Hi! Just a quick note to let you know that my address has changed! After careful consideration, I have decided to continue my quarantine at Michelle Obama's podcast studio. Please forward all my mail to 1 Michelle Obama's Podcast Studio Way, Basement, The Better Timeline, USA. I very much look forward to receiving your holiday cards, the 9,000 New Yorkers I swore I was going to read in quar, absentee ballots for the next 15 elections, and the second government stimulus check which will probably just be a Post-It note from the desk of Mitch McConnell that reads "You owe me reverse reparations!"
Harper Collins has put together an awesome new webpage dedicated to my new book, Reclaiming Her Time: The Power of Maxine Waters, co-written with Helena Andrews-Dyer. It includes an interactive timeline based on the expanded timeline we created in the book and much more! Check it out!
Let’s Hang Out!
OMG the wildest thing happened this week. The Brain Candy bookclub, hosted by Susie Meister and Sarah Rice, is talking about Here for It this month, which I’m very grateful for! They were meeting on Zoom and one of their members DM’d me on Instagram and sent me the link in case I wanted to pop in. So I did, completely unannounced, which is deranged behavior. Just showing up in a 50-person Zoom call with my ring light and a lot of enthusiasm.
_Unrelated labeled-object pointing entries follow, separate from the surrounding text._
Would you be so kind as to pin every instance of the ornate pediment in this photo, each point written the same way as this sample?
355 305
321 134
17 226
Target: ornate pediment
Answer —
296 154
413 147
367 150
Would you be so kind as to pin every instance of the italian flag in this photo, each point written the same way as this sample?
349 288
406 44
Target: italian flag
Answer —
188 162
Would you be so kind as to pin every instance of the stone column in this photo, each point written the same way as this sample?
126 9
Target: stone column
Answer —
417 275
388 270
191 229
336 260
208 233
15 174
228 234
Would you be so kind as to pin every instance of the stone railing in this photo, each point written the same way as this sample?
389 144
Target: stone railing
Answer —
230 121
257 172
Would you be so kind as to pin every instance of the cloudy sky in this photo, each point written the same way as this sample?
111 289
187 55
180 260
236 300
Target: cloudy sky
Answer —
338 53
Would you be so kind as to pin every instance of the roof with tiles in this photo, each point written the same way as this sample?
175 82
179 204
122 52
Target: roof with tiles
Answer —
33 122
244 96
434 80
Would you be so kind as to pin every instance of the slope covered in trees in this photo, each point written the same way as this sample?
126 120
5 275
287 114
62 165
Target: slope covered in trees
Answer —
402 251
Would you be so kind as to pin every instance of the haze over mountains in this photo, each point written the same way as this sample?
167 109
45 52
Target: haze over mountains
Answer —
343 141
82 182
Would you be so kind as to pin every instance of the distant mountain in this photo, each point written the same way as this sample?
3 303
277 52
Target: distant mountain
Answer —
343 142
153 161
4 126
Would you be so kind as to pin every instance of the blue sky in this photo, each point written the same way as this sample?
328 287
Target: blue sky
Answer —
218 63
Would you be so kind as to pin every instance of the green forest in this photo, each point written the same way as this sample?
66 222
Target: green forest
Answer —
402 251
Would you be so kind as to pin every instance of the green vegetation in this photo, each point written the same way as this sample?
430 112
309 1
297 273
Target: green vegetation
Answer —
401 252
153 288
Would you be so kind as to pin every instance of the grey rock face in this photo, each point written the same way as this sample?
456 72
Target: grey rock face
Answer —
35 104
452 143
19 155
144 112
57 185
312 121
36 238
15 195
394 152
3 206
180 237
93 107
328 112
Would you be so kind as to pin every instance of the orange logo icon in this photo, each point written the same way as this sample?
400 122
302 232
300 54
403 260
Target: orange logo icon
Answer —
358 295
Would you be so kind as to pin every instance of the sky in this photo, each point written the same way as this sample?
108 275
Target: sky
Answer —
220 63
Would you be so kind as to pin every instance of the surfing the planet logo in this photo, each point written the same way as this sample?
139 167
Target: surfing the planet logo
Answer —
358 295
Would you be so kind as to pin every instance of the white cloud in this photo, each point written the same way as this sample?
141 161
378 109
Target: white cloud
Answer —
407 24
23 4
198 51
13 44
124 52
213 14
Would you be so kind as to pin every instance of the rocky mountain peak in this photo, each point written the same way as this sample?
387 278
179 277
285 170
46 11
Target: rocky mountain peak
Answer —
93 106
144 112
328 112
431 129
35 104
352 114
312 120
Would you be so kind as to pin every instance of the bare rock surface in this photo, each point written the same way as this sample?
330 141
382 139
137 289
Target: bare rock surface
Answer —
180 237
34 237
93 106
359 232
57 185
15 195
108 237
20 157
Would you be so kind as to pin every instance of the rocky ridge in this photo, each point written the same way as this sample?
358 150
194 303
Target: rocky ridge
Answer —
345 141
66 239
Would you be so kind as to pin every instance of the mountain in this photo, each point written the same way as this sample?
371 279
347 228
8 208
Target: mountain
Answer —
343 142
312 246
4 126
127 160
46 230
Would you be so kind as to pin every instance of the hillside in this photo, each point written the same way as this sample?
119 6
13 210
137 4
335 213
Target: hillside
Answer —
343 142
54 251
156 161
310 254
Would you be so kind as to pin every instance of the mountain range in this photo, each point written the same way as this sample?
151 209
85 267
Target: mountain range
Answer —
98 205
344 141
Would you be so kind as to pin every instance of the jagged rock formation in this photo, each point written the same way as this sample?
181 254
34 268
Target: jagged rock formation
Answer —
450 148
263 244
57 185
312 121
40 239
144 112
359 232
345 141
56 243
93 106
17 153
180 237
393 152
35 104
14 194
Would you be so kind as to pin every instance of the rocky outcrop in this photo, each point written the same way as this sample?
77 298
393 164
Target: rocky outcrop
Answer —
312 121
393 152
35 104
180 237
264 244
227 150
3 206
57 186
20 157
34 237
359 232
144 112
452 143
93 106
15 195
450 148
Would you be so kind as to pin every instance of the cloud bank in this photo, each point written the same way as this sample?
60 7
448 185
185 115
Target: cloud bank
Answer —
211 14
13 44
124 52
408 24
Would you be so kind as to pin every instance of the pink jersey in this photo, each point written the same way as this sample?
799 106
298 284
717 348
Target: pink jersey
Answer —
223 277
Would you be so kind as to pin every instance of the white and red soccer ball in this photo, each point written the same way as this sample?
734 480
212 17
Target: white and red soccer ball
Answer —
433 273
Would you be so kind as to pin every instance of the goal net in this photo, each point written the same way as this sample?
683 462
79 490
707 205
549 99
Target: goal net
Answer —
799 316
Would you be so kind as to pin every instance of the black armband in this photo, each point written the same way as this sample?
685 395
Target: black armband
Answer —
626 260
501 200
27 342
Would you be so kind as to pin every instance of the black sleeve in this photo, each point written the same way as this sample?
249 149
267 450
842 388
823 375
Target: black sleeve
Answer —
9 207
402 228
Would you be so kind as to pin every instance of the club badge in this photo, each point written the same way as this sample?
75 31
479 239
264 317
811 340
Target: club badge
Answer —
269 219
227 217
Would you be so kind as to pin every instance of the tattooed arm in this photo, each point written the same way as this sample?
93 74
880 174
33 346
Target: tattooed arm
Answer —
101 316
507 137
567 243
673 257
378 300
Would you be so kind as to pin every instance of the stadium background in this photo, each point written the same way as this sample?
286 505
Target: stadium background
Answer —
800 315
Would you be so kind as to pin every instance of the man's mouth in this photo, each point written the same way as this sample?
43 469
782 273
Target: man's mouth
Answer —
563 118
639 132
Everyone was so nice and it was a great time and I quickly excused myself so they could go back to having book club conversation. I love book club invites, especially when they are a random surprise to everyone in the book club. Send me a link; I’ll be there!
I also had an AMAZING conversation on the Mike Drop Moment podcast about storytelling, narrative, and Taylor Swift writing an album to appease a ghost. It’s incredible.
Lastly, I had a really good working Zoom conversation with my friend Annalisa from Baltimore Center Stage and I wanted to let her friend Jenna know that she says hi and so do I.
Random Thing on the Internet
Where are we right now, babe, geographically and also morally?